Some 38 UK companies in 12 industry sectors were included in the study.

The report examines both business costs - including expense outlays for detection, escalation, notification and response - as well as the economic impact of lost or diminished customer trust and confidence, based on customer churn.

Ponemon said the UK data was based on cost estimates provided by more than 300 individuals interviewed over a 10-month period.

The average number of breached records for the 38 UK incidents was 23,833. This meant that the average organisational cost of a breach in the UK also rose, hitting £2.04m, compared with £1.75m in 2011 and £1.42m in 2007.

Human factor was found to be the main cause, although malicious or criminal attacks were more costly, the study found.

Thirty-seven per cent of breaches involved negligent employees or contractors, with malicious or criminal attacks behind just 34 per cent of incidents. Breaches caused by the latter, however, carried an average cost of £102 per capita, compared with £76 for breaches caused by human error and £79 for breaches caused by system or business-process failures.

Lost business costs - costs stemming from abnormal customer turnover - rose to £921,000 per firm, compared with £779,000 in 2011.

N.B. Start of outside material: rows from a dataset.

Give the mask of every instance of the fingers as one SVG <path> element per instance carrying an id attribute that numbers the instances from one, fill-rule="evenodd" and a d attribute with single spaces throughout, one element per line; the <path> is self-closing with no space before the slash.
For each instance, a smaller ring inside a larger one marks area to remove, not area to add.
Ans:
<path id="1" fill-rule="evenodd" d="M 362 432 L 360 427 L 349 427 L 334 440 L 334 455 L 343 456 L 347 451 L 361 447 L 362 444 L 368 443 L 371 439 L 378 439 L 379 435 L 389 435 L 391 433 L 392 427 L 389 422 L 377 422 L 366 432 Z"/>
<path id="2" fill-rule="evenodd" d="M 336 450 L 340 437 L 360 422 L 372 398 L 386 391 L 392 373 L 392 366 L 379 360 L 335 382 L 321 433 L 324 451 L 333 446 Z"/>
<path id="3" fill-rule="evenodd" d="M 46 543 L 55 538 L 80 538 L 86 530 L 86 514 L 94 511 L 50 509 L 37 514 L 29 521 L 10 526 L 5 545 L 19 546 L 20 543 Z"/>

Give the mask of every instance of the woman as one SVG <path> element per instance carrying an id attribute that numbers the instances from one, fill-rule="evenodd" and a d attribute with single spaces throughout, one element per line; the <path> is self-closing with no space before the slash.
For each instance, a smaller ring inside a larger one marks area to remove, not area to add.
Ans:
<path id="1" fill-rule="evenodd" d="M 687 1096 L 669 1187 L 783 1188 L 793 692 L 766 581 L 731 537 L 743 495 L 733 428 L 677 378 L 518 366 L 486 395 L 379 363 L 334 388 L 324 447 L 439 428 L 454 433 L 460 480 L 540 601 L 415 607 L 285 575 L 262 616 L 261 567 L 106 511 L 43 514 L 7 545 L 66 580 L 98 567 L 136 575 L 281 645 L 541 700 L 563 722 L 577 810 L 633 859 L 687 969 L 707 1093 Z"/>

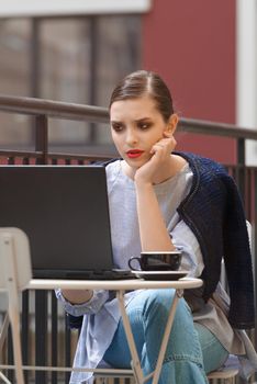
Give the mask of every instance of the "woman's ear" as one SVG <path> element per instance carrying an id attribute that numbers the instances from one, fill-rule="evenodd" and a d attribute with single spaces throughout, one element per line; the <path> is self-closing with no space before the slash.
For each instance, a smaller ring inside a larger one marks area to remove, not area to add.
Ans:
<path id="1" fill-rule="evenodd" d="M 165 128 L 165 133 L 167 136 L 172 136 L 176 132 L 177 125 L 178 125 L 178 115 L 176 113 L 172 113 L 171 116 L 168 120 L 167 126 Z"/>

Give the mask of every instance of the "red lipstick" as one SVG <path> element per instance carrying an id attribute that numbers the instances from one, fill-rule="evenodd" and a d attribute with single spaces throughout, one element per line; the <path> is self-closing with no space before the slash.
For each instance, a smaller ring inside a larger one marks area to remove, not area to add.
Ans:
<path id="1" fill-rule="evenodd" d="M 141 150 L 141 149 L 131 149 L 131 150 L 127 150 L 126 155 L 130 159 L 135 159 L 139 157 L 143 153 L 144 150 Z"/>

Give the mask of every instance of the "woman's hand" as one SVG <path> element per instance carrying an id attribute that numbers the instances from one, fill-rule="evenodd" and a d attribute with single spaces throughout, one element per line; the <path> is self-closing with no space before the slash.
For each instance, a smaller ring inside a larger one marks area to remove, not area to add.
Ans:
<path id="1" fill-rule="evenodd" d="M 174 135 L 170 136 L 168 133 L 164 133 L 164 138 L 152 147 L 150 154 L 153 154 L 153 156 L 149 161 L 135 172 L 135 182 L 153 184 L 160 167 L 165 166 L 166 162 L 169 163 L 170 154 L 176 145 L 177 142 Z"/>

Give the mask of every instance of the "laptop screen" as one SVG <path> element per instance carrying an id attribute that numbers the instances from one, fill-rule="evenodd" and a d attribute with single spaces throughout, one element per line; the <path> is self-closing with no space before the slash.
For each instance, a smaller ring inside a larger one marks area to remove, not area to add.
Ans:
<path id="1" fill-rule="evenodd" d="M 0 227 L 26 233 L 34 278 L 111 270 L 105 168 L 1 166 Z"/>

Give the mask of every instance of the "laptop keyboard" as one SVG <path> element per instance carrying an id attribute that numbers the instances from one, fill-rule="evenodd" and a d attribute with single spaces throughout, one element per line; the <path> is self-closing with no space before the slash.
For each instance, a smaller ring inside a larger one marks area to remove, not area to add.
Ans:
<path id="1" fill-rule="evenodd" d="M 66 274 L 66 279 L 78 280 L 128 280 L 136 279 L 131 270 L 112 270 L 112 271 L 91 271 L 91 272 L 71 272 Z"/>

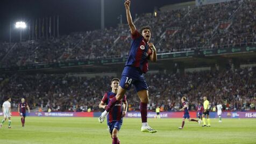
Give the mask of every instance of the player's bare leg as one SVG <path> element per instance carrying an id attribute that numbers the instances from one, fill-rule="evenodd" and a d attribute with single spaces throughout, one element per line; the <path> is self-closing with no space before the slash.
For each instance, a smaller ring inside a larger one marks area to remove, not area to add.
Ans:
<path id="1" fill-rule="evenodd" d="M 118 101 L 121 100 L 124 96 L 124 93 L 126 90 L 123 89 L 121 87 L 118 86 L 118 90 L 117 90 L 117 93 L 116 95 L 116 97 L 113 97 L 109 103 L 108 106 L 106 107 L 105 110 L 101 114 L 101 116 L 98 118 L 98 121 L 101 123 L 102 123 L 105 119 L 106 118 L 106 116 L 109 114 L 109 111 L 112 109 L 112 107 L 115 105 L 115 104 Z"/>
<path id="2" fill-rule="evenodd" d="M 113 144 L 120 144 L 120 140 L 117 138 L 117 134 L 118 133 L 118 130 L 116 128 L 113 129 L 112 132 L 112 143 Z"/>
<path id="3" fill-rule="evenodd" d="M 141 132 L 146 133 L 156 133 L 155 129 L 152 128 L 147 124 L 147 103 L 148 103 L 148 91 L 147 90 L 143 90 L 137 92 L 140 99 L 140 111 L 141 116 Z"/>
<path id="4" fill-rule="evenodd" d="M 208 123 L 208 125 L 207 125 L 207 127 L 210 127 L 211 126 L 211 121 L 210 120 L 210 118 L 209 117 L 209 115 L 207 115 L 207 123 Z"/>
<path id="5" fill-rule="evenodd" d="M 205 121 L 205 115 L 204 114 L 203 114 L 203 116 L 202 116 L 203 117 L 202 119 L 203 119 L 203 127 L 205 127 L 206 126 L 206 121 Z"/>
<path id="6" fill-rule="evenodd" d="M 183 129 L 184 127 L 184 125 L 185 125 L 185 118 L 183 118 L 182 119 L 182 124 L 181 125 L 181 127 L 178 127 L 179 129 Z"/>
<path id="7" fill-rule="evenodd" d="M 2 126 L 3 125 L 3 124 L 6 120 L 6 118 L 4 118 L 1 121 L 1 123 L 0 124 L 0 127 L 2 127 Z"/>
<path id="8" fill-rule="evenodd" d="M 11 118 L 8 118 L 9 121 L 8 121 L 8 128 L 11 128 Z"/>

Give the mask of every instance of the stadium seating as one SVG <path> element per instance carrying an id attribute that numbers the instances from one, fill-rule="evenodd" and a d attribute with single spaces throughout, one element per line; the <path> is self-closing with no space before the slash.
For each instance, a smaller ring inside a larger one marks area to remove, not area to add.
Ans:
<path id="1" fill-rule="evenodd" d="M 176 111 L 181 106 L 181 97 L 186 96 L 189 110 L 195 110 L 205 96 L 211 107 L 219 102 L 224 110 L 255 110 L 255 71 L 256 67 L 188 73 L 184 75 L 147 74 L 150 91 L 148 109 L 153 110 L 160 106 L 164 111 Z M 19 98 L 25 97 L 33 108 L 51 107 L 53 111 L 86 111 L 90 107 L 93 111 L 98 111 L 102 96 L 111 90 L 111 79 L 108 76 L 89 78 L 68 75 L 2 76 L 0 99 L 11 96 L 14 107 L 17 107 Z M 130 111 L 138 110 L 139 99 L 134 89 L 132 88 L 126 95 Z"/>

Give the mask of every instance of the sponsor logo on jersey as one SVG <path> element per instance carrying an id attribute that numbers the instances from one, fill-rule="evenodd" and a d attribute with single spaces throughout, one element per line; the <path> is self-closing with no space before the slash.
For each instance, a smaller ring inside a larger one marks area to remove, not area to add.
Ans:
<path id="1" fill-rule="evenodd" d="M 141 49 L 142 50 L 143 50 L 143 49 L 145 49 L 145 46 L 144 46 L 144 45 L 141 45 L 139 48 L 140 48 L 140 49 Z"/>

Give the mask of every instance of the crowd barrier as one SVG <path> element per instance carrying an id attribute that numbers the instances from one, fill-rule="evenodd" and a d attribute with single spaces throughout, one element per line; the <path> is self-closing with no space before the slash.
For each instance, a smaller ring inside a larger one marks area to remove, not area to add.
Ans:
<path id="1" fill-rule="evenodd" d="M 27 113 L 27 116 L 32 117 L 98 117 L 101 115 L 101 112 L 31 112 Z M 191 118 L 197 117 L 197 113 L 196 112 L 189 113 Z M 154 118 L 155 112 L 148 112 L 148 118 Z M 162 118 L 181 118 L 183 115 L 183 112 L 160 112 L 160 116 Z M 0 112 L 0 116 L 3 116 L 3 112 Z M 12 116 L 19 116 L 18 112 L 12 112 Z M 127 112 L 127 118 L 140 118 L 139 112 Z M 224 112 L 222 114 L 223 118 L 256 118 L 256 112 Z M 217 112 L 210 112 L 210 118 L 217 118 Z"/>

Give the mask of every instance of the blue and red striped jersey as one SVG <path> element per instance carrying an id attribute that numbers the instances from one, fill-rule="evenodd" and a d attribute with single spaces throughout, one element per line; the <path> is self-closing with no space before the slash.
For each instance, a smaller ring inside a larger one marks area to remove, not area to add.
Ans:
<path id="1" fill-rule="evenodd" d="M 185 106 L 185 105 L 187 105 L 187 107 L 186 107 L 184 109 L 184 114 L 188 114 L 189 113 L 189 112 L 188 112 L 188 103 L 187 103 L 186 102 L 184 102 L 183 103 L 182 103 L 182 107 L 184 107 Z"/>
<path id="2" fill-rule="evenodd" d="M 27 104 L 26 102 L 24 103 L 20 103 L 19 104 L 19 107 L 20 108 L 20 112 L 26 113 L 26 109 L 27 107 Z"/>
<path id="3" fill-rule="evenodd" d="M 110 101 L 113 97 L 115 97 L 116 95 L 116 93 L 112 91 L 106 92 L 104 95 L 102 100 L 103 103 L 108 104 L 109 101 Z M 117 101 L 114 106 L 113 106 L 109 111 L 107 117 L 108 123 L 121 120 L 122 114 L 123 113 L 123 102 L 125 103 L 125 102 L 126 102 L 126 96 L 124 95 L 123 99 L 120 101 Z"/>
<path id="4" fill-rule="evenodd" d="M 197 107 L 197 112 L 199 113 L 203 113 L 203 106 L 202 105 L 200 105 Z"/>
<path id="5" fill-rule="evenodd" d="M 132 45 L 125 66 L 132 66 L 139 68 L 142 73 L 146 73 L 148 71 L 147 60 L 153 51 L 137 30 L 132 34 Z"/>

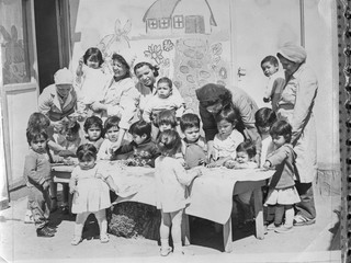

Organisations with a formal incident response plan in place prior to the incident saw their cost per record reduced by £13, Ponemon said.

Mike Smart, product and solutions manager at Symantec, said: "With more than a third of UK data breaches involving negligent employees or contractors the ‘human factor' is still the weakest link, and so training and awareness should be a priority from the offset.

"But here in the UK it seems that malicious attacks are becoming nearly as big a problem. Not only have more data breaches been down to malicious attacks, but when it does happen, it is far more costly."

While the study noted that the UK has established consumer protection laws - the Information Commissioner's Office currently has the power to fine organisations up to £500,000 for failing to prevent a data breach - the average cost of a breach was much higher among US and German firms studied ($5.4m and $4.8m respectively).